Re: [htdig] Suse 6.2 + htdig 3.1.5: looping again


Subject: Re: [htdig] Suse 6.2 + htdig 3.1.5: looping again
From: Peter L. Peres (plp@actcom.co.il)
Date: Tue May 02 2000 - 13:41:12 PDT


Hi Gilles,

please see my other posting for more data.

On Tue, 2 May 2000, Gilles Detillieux wrote:

>> <I, plp, wrote:>
>>
>> Since I index some directory trees as is, they have the parent directory
>> entry. Now, some of the directories are NOT under the HTML document tree.
>> In fact, all the looping problems occur outside the normal HTML tree, in
>> directory index land.
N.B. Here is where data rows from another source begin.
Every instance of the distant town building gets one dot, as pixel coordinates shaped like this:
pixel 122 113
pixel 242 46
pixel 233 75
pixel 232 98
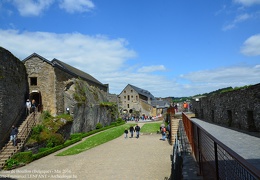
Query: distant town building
pixel 134 99
pixel 47 81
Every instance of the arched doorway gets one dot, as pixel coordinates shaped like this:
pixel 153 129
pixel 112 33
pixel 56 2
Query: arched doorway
pixel 36 95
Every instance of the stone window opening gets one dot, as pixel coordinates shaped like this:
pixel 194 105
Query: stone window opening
pixel 251 121
pixel 230 118
pixel 33 81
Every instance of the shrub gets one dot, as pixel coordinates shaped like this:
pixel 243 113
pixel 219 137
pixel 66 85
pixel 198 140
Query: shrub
pixel 99 126
pixel 76 135
pixel 54 140
pixel 20 158
pixel 46 115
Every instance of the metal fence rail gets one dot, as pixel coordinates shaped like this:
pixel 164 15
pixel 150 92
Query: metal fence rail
pixel 216 160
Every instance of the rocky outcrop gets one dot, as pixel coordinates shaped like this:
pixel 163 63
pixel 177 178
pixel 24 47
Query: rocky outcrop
pixel 84 102
pixel 238 108
pixel 13 92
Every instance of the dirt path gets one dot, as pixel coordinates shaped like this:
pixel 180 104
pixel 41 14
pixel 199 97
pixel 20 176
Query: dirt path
pixel 132 158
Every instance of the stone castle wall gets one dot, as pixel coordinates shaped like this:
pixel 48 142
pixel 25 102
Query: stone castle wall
pixel 239 108
pixel 44 73
pixel 13 92
pixel 61 78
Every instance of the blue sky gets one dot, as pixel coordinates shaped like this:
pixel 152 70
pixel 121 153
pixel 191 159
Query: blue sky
pixel 170 48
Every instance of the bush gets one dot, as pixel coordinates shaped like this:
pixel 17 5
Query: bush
pixel 99 126
pixel 54 140
pixel 46 115
pixel 20 158
pixel 76 135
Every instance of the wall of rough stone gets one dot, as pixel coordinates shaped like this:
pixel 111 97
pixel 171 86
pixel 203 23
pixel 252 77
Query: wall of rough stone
pixel 239 108
pixel 60 83
pixel 44 72
pixel 86 111
pixel 13 92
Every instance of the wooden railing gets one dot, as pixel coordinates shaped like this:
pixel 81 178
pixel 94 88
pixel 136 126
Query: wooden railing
pixel 24 131
pixel 216 160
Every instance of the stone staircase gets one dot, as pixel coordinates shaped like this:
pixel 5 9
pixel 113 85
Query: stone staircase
pixel 24 131
pixel 174 129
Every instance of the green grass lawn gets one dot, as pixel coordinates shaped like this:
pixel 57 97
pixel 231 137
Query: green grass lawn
pixel 96 140
pixel 106 136
pixel 151 127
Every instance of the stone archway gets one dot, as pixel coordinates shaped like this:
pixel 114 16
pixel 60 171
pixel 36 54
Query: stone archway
pixel 36 95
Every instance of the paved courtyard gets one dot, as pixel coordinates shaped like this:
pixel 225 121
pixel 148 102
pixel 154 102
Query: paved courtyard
pixel 145 158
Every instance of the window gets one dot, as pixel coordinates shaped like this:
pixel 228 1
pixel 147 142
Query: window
pixel 33 81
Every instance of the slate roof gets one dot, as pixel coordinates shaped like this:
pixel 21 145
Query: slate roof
pixel 75 71
pixel 40 57
pixel 142 92
pixel 160 103
pixel 67 68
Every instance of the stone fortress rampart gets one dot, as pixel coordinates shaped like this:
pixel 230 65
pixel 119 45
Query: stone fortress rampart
pixel 236 109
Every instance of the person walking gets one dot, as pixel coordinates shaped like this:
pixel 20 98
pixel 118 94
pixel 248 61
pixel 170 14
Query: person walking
pixel 131 129
pixel 28 107
pixel 163 131
pixel 33 105
pixel 137 129
pixel 13 135
pixel 126 133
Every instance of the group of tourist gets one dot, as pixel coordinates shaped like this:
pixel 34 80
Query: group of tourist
pixel 30 106
pixel 165 131
pixel 132 129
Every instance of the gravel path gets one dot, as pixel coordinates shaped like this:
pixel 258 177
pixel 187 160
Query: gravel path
pixel 145 158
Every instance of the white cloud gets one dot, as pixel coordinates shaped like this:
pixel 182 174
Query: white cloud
pixel 87 53
pixel 228 75
pixel 247 2
pixel 73 6
pixel 146 69
pixel 107 60
pixel 238 19
pixel 251 46
pixel 31 7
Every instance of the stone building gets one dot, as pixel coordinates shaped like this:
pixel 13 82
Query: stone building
pixel 47 82
pixel 133 99
pixel 236 109
pixel 13 90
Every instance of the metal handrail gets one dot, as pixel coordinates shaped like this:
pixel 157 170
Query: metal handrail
pixel 214 158
pixel 6 136
pixel 23 133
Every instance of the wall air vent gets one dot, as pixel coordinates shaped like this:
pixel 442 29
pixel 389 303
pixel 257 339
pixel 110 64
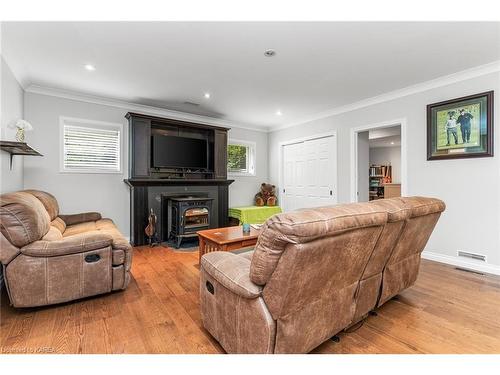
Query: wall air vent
pixel 465 254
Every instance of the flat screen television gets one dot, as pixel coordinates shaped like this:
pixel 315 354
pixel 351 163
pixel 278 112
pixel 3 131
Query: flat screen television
pixel 179 152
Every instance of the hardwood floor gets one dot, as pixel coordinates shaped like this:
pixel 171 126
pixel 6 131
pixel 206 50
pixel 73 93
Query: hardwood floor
pixel 447 311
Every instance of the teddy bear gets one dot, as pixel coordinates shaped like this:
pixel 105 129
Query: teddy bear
pixel 266 195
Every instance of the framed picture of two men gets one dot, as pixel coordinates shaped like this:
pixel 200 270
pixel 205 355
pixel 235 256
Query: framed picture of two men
pixel 460 128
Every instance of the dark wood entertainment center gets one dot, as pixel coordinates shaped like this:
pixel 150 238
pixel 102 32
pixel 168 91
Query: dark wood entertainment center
pixel 150 186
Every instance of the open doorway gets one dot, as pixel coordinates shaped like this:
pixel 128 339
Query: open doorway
pixel 378 168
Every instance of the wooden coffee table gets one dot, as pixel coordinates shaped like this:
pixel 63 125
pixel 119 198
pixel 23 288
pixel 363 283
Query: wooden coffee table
pixel 226 239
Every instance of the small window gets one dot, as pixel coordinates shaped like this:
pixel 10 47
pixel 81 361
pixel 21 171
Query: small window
pixel 241 158
pixel 90 146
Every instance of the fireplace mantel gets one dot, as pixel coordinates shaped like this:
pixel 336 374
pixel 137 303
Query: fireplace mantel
pixel 132 182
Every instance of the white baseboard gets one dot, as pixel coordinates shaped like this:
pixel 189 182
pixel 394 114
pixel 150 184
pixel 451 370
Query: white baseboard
pixel 463 263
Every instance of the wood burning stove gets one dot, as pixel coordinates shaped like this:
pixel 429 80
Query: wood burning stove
pixel 189 215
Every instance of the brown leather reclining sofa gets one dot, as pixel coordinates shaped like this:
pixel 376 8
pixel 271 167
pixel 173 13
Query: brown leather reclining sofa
pixel 50 258
pixel 313 273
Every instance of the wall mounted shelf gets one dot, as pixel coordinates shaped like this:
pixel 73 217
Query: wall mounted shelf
pixel 17 148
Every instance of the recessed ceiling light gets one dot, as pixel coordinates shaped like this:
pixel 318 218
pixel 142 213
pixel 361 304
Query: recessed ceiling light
pixel 269 53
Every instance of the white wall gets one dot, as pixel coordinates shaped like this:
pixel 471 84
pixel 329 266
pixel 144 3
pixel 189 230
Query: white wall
pixel 106 193
pixel 388 155
pixel 12 103
pixel 469 187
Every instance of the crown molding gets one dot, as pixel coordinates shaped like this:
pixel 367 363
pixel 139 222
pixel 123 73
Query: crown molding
pixel 463 75
pixel 134 107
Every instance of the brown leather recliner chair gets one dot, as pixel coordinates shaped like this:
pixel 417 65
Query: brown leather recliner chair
pixel 49 258
pixel 313 273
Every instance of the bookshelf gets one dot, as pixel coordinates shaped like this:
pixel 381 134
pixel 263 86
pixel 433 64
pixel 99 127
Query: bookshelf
pixel 379 175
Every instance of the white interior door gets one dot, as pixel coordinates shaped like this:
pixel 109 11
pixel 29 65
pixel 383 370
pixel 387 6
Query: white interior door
pixel 309 173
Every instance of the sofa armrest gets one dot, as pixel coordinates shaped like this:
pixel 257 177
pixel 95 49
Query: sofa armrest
pixel 80 218
pixel 79 243
pixel 232 271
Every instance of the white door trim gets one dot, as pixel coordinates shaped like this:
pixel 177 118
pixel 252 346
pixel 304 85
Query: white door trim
pixel 354 154
pixel 303 139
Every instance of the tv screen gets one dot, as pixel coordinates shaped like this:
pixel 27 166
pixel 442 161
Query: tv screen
pixel 179 152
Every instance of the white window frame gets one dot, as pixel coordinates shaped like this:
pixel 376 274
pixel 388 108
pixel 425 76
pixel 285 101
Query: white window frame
pixel 63 120
pixel 251 158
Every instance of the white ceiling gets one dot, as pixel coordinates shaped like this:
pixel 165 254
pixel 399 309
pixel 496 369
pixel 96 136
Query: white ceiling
pixel 318 66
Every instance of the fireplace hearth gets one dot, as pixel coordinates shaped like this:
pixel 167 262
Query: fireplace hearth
pixel 189 215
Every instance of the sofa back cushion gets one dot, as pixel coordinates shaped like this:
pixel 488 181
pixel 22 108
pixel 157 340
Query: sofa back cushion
pixel 369 286
pixel 48 201
pixel 403 264
pixel 398 212
pixel 23 218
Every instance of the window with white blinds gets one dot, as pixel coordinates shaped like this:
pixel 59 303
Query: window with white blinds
pixel 90 146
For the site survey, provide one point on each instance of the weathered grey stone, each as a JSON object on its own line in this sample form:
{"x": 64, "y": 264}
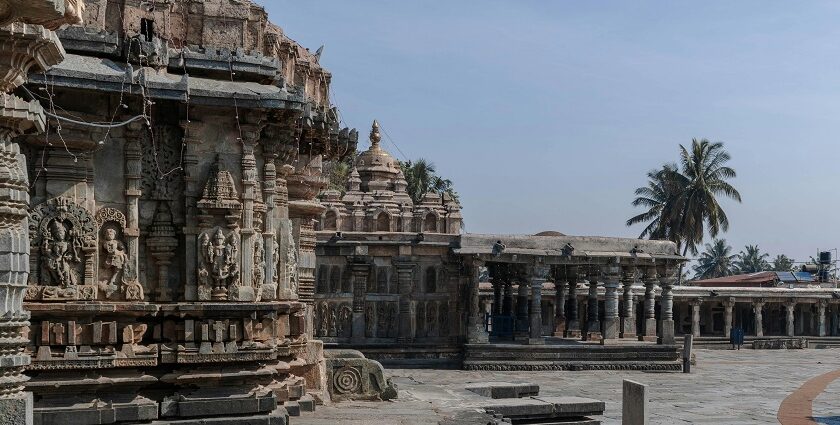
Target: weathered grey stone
{"x": 16, "y": 410}
{"x": 353, "y": 378}
{"x": 504, "y": 389}
{"x": 634, "y": 403}
{"x": 545, "y": 408}
{"x": 293, "y": 407}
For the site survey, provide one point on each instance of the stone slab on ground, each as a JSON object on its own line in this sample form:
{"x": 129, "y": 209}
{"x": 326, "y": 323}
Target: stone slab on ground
{"x": 726, "y": 387}
{"x": 546, "y": 408}
{"x": 504, "y": 389}
{"x": 634, "y": 401}
{"x": 277, "y": 417}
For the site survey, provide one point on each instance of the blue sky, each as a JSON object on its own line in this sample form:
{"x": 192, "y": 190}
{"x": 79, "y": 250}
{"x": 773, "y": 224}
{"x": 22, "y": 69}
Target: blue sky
{"x": 548, "y": 114}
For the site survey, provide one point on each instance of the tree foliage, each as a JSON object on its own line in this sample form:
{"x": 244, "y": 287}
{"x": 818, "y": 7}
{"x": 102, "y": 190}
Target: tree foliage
{"x": 421, "y": 176}
{"x": 752, "y": 260}
{"x": 716, "y": 260}
{"x": 682, "y": 199}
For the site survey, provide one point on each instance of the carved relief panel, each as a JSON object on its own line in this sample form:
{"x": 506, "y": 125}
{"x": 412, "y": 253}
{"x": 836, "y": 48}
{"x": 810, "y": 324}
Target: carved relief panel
{"x": 63, "y": 252}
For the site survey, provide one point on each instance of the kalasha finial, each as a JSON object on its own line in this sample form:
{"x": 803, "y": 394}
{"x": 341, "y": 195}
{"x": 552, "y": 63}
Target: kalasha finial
{"x": 375, "y": 137}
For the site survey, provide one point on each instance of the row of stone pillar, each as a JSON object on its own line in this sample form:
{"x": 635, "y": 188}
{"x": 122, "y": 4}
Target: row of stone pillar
{"x": 758, "y": 311}
{"x": 617, "y": 322}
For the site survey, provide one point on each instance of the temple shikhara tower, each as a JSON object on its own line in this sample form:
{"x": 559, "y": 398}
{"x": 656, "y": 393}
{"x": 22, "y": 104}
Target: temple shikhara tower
{"x": 159, "y": 180}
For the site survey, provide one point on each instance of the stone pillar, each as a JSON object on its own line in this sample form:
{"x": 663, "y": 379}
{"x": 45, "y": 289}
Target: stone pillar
{"x": 821, "y": 305}
{"x": 192, "y": 192}
{"x": 666, "y": 315}
{"x": 476, "y": 332}
{"x": 572, "y": 319}
{"x": 250, "y": 136}
{"x": 24, "y": 48}
{"x": 507, "y": 303}
{"x": 593, "y": 325}
{"x": 133, "y": 191}
{"x": 522, "y": 319}
{"x": 269, "y": 236}
{"x": 360, "y": 277}
{"x": 790, "y": 306}
{"x": 727, "y": 316}
{"x": 628, "y": 318}
{"x": 497, "y": 297}
{"x": 758, "y": 309}
{"x": 650, "y": 280}
{"x": 539, "y": 275}
{"x": 560, "y": 294}
{"x": 405, "y": 276}
{"x": 611, "y": 321}
{"x": 695, "y": 317}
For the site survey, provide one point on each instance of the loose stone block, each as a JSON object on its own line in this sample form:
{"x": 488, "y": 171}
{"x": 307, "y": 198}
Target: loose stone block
{"x": 16, "y": 410}
{"x": 634, "y": 403}
{"x": 504, "y": 389}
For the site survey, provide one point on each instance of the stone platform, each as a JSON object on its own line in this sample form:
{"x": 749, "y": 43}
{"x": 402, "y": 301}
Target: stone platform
{"x": 561, "y": 354}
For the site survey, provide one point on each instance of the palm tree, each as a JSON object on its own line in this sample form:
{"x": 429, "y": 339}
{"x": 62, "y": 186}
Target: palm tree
{"x": 419, "y": 175}
{"x": 752, "y": 260}
{"x": 421, "y": 178}
{"x": 782, "y": 263}
{"x": 682, "y": 201}
{"x": 705, "y": 172}
{"x": 659, "y": 197}
{"x": 716, "y": 261}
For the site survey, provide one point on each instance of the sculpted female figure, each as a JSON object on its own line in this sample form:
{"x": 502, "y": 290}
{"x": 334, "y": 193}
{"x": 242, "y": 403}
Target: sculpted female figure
{"x": 115, "y": 256}
{"x": 61, "y": 250}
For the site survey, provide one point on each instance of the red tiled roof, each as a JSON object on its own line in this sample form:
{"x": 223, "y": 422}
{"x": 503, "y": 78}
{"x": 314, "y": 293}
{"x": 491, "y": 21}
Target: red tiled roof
{"x": 755, "y": 280}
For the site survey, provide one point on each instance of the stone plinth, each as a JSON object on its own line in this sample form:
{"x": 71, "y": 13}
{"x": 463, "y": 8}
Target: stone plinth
{"x": 634, "y": 403}
{"x": 504, "y": 389}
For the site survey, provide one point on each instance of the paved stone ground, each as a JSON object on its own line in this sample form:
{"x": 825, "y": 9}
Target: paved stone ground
{"x": 727, "y": 387}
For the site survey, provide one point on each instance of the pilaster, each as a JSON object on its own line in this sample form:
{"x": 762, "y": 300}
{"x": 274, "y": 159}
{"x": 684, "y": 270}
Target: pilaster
{"x": 476, "y": 332}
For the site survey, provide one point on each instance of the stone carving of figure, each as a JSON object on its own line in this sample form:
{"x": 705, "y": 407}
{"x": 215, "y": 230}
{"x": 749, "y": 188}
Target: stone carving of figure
{"x": 323, "y": 327}
{"x": 259, "y": 263}
{"x": 116, "y": 258}
{"x": 218, "y": 264}
{"x": 291, "y": 262}
{"x": 333, "y": 322}
{"x": 370, "y": 316}
{"x": 62, "y": 251}
{"x": 345, "y": 319}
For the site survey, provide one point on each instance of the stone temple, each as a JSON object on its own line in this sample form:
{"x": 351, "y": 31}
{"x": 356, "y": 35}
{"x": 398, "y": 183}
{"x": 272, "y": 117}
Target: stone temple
{"x": 169, "y": 253}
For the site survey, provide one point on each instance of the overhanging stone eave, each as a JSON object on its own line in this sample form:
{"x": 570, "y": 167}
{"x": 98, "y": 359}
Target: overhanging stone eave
{"x": 105, "y": 75}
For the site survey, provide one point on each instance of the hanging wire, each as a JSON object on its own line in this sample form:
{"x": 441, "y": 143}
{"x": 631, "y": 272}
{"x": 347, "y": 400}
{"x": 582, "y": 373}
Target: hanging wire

I have verified that the original Suse HTML docs can
>> be indexed cleanly in limited time (I use this as a test case).
>>
>> So there is a bug in there, but where ? What makes this part of the tree
>> different from all others ? Apache has fancy indexing turned on.
>
>What do you consider to be the "normal HTML tree"? Are you referring to
>a certain subsetof your whole web site, which is all you want to index?

Yes.

>If so, you probably need to make sure your limit_urls_to attribute is
>set to limit indexing to that sub-tree. If you mean the parent directory
>entries of some pages actually lead htdig right offthe server's DocumentRoot
>directory and into directories that are not supposed to be visible from
>a web browser, that really shouldn't be happening at all, unless you have
>seriously misconfigured your server. The parent directory links may lead
>backup to the DocumentRoot, but that should be it, so if you're indexing
>the whole HTML document tree from the DocumentRoot down, these links should
>not lead anywhere htdig hasn't already visited.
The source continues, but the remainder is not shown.